The personality of the Immersed app is “tech bro.” From the intro tutorial, which suggests that I “Go crush today!” to the weekly email comparing my time in VR to the time spent by ostensible “power users,” it’s all about maximizing productivity. It’s true: I get so focused on work, so deep into the zone, that I don’t notice my forehead going numb. Cues like the sun setting on another day are invisible to me, and with no view of the clutter in the meatspace room, I don’t distract myself by getting up to clean something every 20 minutes.

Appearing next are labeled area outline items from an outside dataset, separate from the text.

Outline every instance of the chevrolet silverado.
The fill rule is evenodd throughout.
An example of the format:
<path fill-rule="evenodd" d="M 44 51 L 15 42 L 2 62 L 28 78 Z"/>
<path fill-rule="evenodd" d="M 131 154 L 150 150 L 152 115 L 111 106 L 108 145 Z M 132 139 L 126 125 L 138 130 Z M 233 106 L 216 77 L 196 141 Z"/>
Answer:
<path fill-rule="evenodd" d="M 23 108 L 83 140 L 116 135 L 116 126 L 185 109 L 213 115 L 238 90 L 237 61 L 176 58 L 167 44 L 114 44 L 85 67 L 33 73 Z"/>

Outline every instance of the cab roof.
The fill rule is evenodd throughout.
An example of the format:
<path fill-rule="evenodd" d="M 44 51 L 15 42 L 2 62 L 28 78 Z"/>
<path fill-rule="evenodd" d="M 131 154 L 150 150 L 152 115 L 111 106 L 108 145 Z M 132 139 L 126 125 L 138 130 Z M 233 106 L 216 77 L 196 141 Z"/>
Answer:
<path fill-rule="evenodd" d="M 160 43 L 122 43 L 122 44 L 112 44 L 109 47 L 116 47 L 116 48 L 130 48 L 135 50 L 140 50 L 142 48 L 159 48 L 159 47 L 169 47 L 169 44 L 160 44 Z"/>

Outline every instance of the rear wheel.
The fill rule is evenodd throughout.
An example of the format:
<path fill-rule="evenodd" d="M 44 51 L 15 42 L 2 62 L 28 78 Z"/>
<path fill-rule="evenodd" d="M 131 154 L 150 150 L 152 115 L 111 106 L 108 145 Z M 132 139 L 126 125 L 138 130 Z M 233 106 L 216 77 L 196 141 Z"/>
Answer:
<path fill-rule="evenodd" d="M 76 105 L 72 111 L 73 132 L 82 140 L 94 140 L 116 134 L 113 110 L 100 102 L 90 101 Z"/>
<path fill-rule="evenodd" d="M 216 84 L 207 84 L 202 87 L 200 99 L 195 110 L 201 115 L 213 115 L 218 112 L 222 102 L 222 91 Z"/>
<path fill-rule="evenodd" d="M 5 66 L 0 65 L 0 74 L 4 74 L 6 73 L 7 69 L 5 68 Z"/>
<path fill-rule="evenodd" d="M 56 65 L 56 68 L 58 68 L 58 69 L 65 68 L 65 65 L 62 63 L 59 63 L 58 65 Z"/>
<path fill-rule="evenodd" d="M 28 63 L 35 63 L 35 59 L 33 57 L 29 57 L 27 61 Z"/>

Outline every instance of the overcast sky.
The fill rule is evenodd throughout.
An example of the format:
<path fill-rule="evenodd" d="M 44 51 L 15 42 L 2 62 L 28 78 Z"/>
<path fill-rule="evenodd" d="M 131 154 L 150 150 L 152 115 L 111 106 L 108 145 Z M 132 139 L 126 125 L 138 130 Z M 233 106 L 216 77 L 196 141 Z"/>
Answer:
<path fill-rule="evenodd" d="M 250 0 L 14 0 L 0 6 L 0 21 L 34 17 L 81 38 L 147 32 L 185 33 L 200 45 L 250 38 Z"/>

The house is getting to be a mess.

But I want to use the headset in a manner that’s less “crush imaginary opponents” and more “corpse pose.” About six months after getting this VR headset, in the back of a closet, I found one of those inflatable pool rafts that people float on to enjoy the cool of the water and the warmth of the sun. I put it on the floor of this room, where I am now lying on it with every muscle relaxed. A virtual screen hovers a meter and a half over my head in a manner that would be possible with a real-world screen only after a great deal of carpentry. My hands rest at my sides, with the right on the laptop’s keyboard and the left on an external keyboard plugged into the laptop. I have a hoodie pulled over my head, not because I am an “elite hacker” but because it lets me leave the heat off. For the same reason, I’ve covered myself in a blanket, leaving only my chin exposed and muffling the sound of my typing these words to you.

This is the promise of working from VR: a complete stillness but for an active mind. The world does not disturb me, and in return I do not disturb it.

I finally made it to the cyberpunk future I always dreamed of, jacked in to the Matrix, now rebranded as the Metaverse. But in all my excitement to get there, I hadn’t realized that by choosing to be there, I was choosing to disappear myself from here.